Le Groupe de travail sur le journalisme et l'avenir de l'information au Québec a rendu publiques les conclusions de ses travaux. Au total, il fait 51 recommandations, dont la principale est l'adoption d'une loi reconnaissant le statut de journaliste professionnel. Cette loi accorderait des avantages fiscaux aux entreprises qui embauchent des journalistes détenteurs du titre qui deviendrait, souhaite-t-on, un sceau de qualité aux yeux du public. Le rapport propose en outre des mesures pour enrichir la diversité des voix médiatiques en région, renforcer la déontologie et éduquer les jeunes aux médias. Entretien avec la présidente du groupe, Dominique Payette, ancienne journaliste aujourd'hui professeure au département d'information et de communication de l'Université Laval.

Q: Vous proposez l'adoption d'une loi qui reconnaîtrait le statut de journaliste professionnel. N'est-ce pas un peu idéaliste de croire que cela va régler les problèmes des médias au Québec?

R: Au contraire, c'est une approche très pragmatique. On a décidé d'employer le langage de l'argent parce que c'est celui des entreprises de presse. On leur offre donc un crédit d'impôt de 40% à l'embauche d'un journaliste qui possède le titre professionnel et qui, donc, répond à certains critères. Ces critères devront être établis par les journalistes eux-mêmes. Autre proposition: seules les entreprises de presse reconnues par le Conseil de presse du Québec auraient droit aux revenus de la publicité gouvernementale, une enveloppe d'environ 82 millions de dollars. Nous pensons que cette mesure incitative va convaincre les entreprises. Cela dit, on ne prétend pas qu'un statut professionnel va tout régler. Mais il va certainement contribuer à augmenter la qualité du journalisme pratiqué au Québec puisque les journalistes professionnels devront se conformer à un code de déontologie unique.

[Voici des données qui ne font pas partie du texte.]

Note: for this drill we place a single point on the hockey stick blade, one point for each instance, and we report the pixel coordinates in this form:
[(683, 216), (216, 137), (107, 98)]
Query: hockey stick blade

Q: Que répondez-vous à ceux qui estiment que de grands groupes comme Quebecor ou Gesca n'ont pas besoin d'une aide financière du gouvernement?

R: Il ne faut pas voir cela comme une subvention aux entreprises privées mais plutôt comme une mesure pour les aider à réaliser leur mission, qui est de maintenir une information d'intérêt public de qualité. Il faut sortir de Montréal et de Québec pour voir à quel point la situation des journalistes est difficile. Dans certaines régions, le même journaliste prépare un reportage pour trois médias différents. Si un hebdomadaire régional bénéficie de crédits d'impôt qui lui permettent d'embaucher trois journalistes professionnels plutôt qu'un, cela incitera peut-être son concurrent à faire de même. Pour s'assurer que la subvention va bien à l'amélioration de la qualité de l'information et non à la promotion ou à la distribution du média, il faut une garantie que le journaliste embauché répond à certains critères. Le statut professionnel viendrait donc encadrer ces critères tout en accordant des avantages aux journalistes, comme la protection de leurs sources, par exemple.

Q: Ne risque-t-on pas de créer une pratique journalistique à deux vitesses: d'un côté, les journalistes détenteurs d'un titre professionnel et, de l'autre, ceux qui ne sont pas assujettis à un code de déontologie?

R: C'est déjà le cas à l'heure actuelle. Il existe deux catégories de journalistes: d'un côté, ceux qui travaillent dans des entreprises de presse, avec de bonnes conditions et des règles strictes en déontologie, et, de l'autre, des journalistes souvent contractuels au service de médias à l'éthique élastique qui doivent accepter des affectations qui ne correspondent pas toujours aux normes journalistiques. Les journalistes sont inquiets de cette situation et souhaitent que le même code de déontologie s'applique à tous les journalistes, peu importe l'employeur.

Q: À l'heure actuelle, le groupe Quebecor s'est retiré du Conseil de presse et impose aux pigistes des contrats dans lesquels il leur demande de céder presque tous leurs droits. En outre, les responsables de Quebecor ont refusé de vous rencontrer dans le cadre de vos travaux. Croyez-vous sincèrement qu'ils adhéreront aux mesures que vous proposez?

R: Je crois qu'ils verront les avantages. Mais pour en être certains, nous suggérons de refaire le point trois ans après l'adoption d'un statut professionnel. Si les entreprises qui n'ont pas adhéré contreviennent aux règles déontologiques, alors il faudrait adopter une loi pour les obliger à s'y conformer. Cela dit, en aucun cas nous ne proposons que l'État s'immisce dans la profession et la pratique journalistiques. C'est aux journalistes, par l'entremise de la FPJQ, par exemple, que reviendra la tâche d'établir les critères qui définiront le statut de journaliste professionnel ainsi que la responsabilité d'accorder une carte de presse.